PublicAPI (beta): This API is in beta and may change before becoming stable.

TensorflowCheckpoint(*args, **kwargs)

A Checkpoint with TensorFlow-specific functionality.

Tensorflow/Keras Training Loop Utilities#

prepare_dataset_shard(tf_dataset_shard)

A utility function that overrides default config for Tensorflow Dataset.

ReportCheckpointCallback([checkpoint_on, ...])

Keras callback for Ray AIR reporting and checkpointing.

Horovod#

HorovodTrainer(*args, **kwargs)

A Trainer for data parallel Horovod training.

HorovodConfig([nics, verbose, key, ...])

Configurations for Horovod setup.

XGBoost#

XGBoostTrainer(*args, **kwargs)

A Trainer for data parallel XGBoost training.

XGBoostCheckpoint([local_path, data_dict, uri])

A Checkpoint with XGBoost-specific functionality.

LightGBM#

LightGBMTrainer(*args, **kwargs)

A Trainer for data parallel LightGBM training.

LightGBMCheckpoint([local_path, data_dict, uri])

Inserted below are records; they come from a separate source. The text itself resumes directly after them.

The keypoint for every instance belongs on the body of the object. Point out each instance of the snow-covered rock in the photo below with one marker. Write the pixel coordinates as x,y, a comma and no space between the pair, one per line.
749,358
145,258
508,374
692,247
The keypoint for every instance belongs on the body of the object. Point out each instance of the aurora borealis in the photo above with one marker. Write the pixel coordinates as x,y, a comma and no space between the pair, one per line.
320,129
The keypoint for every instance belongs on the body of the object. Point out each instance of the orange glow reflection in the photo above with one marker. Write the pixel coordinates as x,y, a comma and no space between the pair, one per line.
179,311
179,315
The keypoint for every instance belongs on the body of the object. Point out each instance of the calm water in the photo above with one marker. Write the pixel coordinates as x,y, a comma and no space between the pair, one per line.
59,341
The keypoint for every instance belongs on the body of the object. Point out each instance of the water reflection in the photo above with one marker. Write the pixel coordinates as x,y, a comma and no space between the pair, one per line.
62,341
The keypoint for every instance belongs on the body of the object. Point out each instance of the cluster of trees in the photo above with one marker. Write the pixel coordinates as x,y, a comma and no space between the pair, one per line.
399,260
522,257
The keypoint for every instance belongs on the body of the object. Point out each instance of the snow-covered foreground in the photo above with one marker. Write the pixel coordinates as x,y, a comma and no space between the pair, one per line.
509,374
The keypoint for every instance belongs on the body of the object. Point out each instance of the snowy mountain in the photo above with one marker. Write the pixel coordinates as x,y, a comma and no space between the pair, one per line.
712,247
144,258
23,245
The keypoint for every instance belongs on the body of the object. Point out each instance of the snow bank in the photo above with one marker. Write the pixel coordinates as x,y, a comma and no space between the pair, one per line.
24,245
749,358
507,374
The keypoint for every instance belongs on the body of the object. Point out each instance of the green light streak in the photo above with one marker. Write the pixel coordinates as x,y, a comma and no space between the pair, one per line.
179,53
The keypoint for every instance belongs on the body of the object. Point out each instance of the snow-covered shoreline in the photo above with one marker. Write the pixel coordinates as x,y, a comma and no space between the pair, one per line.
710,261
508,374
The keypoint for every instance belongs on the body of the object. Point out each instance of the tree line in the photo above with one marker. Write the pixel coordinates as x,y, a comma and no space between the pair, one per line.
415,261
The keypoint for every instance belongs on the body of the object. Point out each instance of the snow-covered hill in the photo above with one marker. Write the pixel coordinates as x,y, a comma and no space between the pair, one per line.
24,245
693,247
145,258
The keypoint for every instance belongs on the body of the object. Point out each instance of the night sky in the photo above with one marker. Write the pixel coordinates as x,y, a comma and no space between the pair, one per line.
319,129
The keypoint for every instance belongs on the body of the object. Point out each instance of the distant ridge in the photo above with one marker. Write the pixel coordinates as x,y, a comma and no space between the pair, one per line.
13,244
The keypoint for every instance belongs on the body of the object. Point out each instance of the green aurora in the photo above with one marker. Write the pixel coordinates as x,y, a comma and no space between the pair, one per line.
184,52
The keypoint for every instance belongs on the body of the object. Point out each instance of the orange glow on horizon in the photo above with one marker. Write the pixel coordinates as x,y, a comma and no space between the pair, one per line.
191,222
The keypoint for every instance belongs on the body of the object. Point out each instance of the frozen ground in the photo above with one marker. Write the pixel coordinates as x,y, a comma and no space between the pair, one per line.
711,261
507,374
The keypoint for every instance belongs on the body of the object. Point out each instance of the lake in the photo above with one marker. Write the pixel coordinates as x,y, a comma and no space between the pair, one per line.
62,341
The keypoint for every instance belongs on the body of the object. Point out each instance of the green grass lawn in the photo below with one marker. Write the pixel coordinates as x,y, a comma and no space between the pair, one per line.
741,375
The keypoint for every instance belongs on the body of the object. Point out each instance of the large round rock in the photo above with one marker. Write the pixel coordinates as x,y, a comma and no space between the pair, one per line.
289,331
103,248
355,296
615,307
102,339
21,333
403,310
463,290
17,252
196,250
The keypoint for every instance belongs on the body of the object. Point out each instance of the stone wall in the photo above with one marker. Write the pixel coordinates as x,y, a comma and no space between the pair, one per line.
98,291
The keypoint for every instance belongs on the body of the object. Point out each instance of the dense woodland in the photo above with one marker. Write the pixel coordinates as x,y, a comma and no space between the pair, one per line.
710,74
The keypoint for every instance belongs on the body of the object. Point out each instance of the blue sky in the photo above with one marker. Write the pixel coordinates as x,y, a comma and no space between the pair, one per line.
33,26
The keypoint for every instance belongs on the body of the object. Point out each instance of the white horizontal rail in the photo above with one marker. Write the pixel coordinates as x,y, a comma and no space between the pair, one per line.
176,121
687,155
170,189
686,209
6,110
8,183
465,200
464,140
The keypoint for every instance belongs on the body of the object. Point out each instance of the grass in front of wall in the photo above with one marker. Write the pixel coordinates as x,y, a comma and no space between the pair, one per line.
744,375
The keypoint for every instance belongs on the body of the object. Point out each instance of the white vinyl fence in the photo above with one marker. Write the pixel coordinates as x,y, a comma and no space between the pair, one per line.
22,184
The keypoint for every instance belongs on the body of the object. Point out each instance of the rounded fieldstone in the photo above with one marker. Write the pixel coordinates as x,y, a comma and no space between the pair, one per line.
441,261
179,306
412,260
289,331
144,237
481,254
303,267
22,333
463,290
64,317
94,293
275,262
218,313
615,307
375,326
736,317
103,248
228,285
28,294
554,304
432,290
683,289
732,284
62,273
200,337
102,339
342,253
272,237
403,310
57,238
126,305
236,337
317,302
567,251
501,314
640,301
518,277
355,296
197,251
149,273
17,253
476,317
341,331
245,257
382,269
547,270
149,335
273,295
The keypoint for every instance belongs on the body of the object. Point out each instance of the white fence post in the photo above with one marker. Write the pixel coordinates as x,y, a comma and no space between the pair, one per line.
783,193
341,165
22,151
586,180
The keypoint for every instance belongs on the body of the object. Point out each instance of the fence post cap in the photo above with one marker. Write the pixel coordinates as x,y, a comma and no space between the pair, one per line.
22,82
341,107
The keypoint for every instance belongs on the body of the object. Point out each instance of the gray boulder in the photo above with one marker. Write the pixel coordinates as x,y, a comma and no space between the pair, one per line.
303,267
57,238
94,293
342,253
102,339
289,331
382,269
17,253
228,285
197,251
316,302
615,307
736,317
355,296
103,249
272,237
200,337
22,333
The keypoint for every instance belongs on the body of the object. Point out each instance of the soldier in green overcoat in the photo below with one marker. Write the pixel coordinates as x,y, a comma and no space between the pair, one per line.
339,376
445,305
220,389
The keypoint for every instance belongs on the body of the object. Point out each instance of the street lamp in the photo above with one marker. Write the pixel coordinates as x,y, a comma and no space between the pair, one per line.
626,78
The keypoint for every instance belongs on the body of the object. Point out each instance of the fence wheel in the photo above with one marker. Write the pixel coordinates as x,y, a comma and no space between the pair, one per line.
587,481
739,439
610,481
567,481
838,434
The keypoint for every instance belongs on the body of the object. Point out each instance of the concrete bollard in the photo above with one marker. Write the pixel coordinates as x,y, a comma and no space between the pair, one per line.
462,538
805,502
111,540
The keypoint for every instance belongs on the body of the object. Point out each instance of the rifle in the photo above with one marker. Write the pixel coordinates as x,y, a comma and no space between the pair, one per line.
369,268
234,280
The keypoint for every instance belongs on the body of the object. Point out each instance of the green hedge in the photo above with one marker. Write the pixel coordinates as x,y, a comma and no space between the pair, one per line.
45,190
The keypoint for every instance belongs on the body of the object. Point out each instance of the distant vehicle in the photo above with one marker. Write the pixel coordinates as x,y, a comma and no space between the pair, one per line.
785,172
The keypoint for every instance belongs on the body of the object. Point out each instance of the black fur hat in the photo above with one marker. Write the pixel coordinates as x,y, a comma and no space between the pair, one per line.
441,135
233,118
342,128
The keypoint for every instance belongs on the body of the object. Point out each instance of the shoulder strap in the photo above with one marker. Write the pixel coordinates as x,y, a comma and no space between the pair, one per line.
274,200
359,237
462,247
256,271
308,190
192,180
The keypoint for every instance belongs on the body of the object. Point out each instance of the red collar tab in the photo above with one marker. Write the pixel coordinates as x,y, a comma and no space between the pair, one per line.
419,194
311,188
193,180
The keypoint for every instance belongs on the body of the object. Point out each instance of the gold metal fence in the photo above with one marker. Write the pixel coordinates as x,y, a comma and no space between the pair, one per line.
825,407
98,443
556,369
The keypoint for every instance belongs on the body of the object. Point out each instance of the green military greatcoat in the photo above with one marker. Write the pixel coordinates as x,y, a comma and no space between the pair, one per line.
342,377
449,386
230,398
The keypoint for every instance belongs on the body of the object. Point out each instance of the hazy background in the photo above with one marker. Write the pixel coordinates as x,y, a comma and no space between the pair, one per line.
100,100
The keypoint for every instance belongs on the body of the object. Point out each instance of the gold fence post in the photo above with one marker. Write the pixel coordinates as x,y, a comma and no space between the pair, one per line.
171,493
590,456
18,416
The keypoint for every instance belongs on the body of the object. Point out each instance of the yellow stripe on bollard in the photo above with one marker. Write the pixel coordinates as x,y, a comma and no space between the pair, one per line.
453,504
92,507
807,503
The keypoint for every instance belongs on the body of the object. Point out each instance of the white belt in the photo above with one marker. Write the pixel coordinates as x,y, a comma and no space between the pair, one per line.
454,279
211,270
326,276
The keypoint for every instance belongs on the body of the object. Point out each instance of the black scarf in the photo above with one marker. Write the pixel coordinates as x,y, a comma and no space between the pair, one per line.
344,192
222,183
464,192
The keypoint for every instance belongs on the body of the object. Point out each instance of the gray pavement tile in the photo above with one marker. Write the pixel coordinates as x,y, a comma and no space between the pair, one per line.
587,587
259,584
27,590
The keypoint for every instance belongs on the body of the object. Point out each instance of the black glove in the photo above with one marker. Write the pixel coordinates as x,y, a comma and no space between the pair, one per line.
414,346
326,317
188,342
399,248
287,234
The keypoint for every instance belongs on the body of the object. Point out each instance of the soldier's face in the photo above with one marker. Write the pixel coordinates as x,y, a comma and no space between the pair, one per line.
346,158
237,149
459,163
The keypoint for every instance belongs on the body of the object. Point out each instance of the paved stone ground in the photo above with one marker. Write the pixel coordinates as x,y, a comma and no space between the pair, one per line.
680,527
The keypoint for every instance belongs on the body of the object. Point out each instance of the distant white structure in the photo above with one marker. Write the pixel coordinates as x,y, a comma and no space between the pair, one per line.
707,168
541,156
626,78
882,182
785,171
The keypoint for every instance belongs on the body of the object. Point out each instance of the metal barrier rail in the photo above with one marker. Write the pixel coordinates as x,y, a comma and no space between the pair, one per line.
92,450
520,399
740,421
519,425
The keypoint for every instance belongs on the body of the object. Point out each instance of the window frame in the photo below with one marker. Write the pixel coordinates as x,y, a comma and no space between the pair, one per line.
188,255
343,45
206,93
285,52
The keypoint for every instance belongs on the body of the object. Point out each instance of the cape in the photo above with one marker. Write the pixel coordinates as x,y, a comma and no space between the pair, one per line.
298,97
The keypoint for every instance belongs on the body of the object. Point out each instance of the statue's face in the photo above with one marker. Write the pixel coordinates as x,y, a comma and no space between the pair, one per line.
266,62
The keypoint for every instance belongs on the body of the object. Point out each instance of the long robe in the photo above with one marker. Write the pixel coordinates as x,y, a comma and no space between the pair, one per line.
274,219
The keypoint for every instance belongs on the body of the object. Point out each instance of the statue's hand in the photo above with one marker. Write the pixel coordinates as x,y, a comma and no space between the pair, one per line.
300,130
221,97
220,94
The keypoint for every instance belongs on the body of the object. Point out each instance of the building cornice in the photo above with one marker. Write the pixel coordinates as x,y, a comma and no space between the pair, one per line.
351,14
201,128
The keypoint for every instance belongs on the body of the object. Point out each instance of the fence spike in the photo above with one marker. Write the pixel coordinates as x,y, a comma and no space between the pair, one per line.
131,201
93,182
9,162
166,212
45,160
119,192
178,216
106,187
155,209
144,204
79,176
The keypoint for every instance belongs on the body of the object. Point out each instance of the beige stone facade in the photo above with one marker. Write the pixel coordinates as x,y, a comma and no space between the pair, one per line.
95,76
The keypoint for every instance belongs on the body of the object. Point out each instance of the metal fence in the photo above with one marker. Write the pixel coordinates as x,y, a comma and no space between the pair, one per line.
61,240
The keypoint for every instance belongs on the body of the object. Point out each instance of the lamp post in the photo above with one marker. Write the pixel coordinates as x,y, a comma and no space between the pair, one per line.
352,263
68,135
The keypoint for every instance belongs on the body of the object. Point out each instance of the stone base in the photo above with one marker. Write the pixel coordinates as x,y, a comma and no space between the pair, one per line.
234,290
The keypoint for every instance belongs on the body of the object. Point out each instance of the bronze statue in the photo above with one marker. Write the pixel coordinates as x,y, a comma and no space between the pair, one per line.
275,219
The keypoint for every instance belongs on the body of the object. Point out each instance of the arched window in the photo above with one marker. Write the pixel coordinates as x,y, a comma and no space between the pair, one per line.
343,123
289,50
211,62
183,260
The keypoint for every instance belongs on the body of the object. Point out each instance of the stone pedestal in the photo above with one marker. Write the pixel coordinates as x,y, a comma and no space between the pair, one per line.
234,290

A Checkpoint with LightGBM-specific functionality.

HuggingFace#

HuggingFaceTrainer(*args, **kwargs)

A Trainer for data parallel HuggingFace Transformers on PyTorch training.

HuggingFaceCheckpoint([local_path, ...])

A Checkpoint with HuggingFace-specific functionality.

Scikit-Learn#

SklearnTrainer(*args, **kwargs)

A Trainer for scikit-learn estimator training.

SklearnCheckpoint([local_path, data_dict, uri])

A Checkpoint with sklearn-specific functionality.

Mosaic#

MosaicTrainer(*args, **kwargs)

A Trainer for data parallel Mosaic Composers on PyTorch training.

Reinforcement Learning (RLlib)#

RLTrainer(*args, **kwargs)

Reinforcement learning trainer.

RLCheckpoint([local_path, data_dict, uri])

A Checkpoint with RLlib-specific functionality.

Ray Train Experiment Restoration#

train.trainer.BaseTrainer.restore(path[, ...])

Restores a Train experiment from a previously interrupted/failed run.

Note

All trainer classes have a restore method that takes in a path pointing to the directory of the experiment to be restored. restore also exposes a subset of construtor arguments that can be re-specified. See Restoration API for Built-in Trainers below for details on restore arguments for different AIR trainer integrations.

Restoration API for Built-in Trainers#

train.data_parallel_trainer.DataParallelTrainer.restore(path)

Restores a DataParallelTrainer from a previously interrupted/failed run.

train.huggingface.HuggingFaceTrainer.restore(path)

Restores a HuggingFaceTrainer from a previously interrupted/failed run.

Note

TorchTrainer.restore, TensorflowTrainer.restore, and HorovodTrainer.restore can take in the same parameters as their parent class’s DataParallelTrainer.restore.

Unless otherwise specified, other trainers will accept the same parameters as BaseTrainer.restore.

See also

See How do I restore a Ray Train experiment? for more details on when and how trainer restore should be used.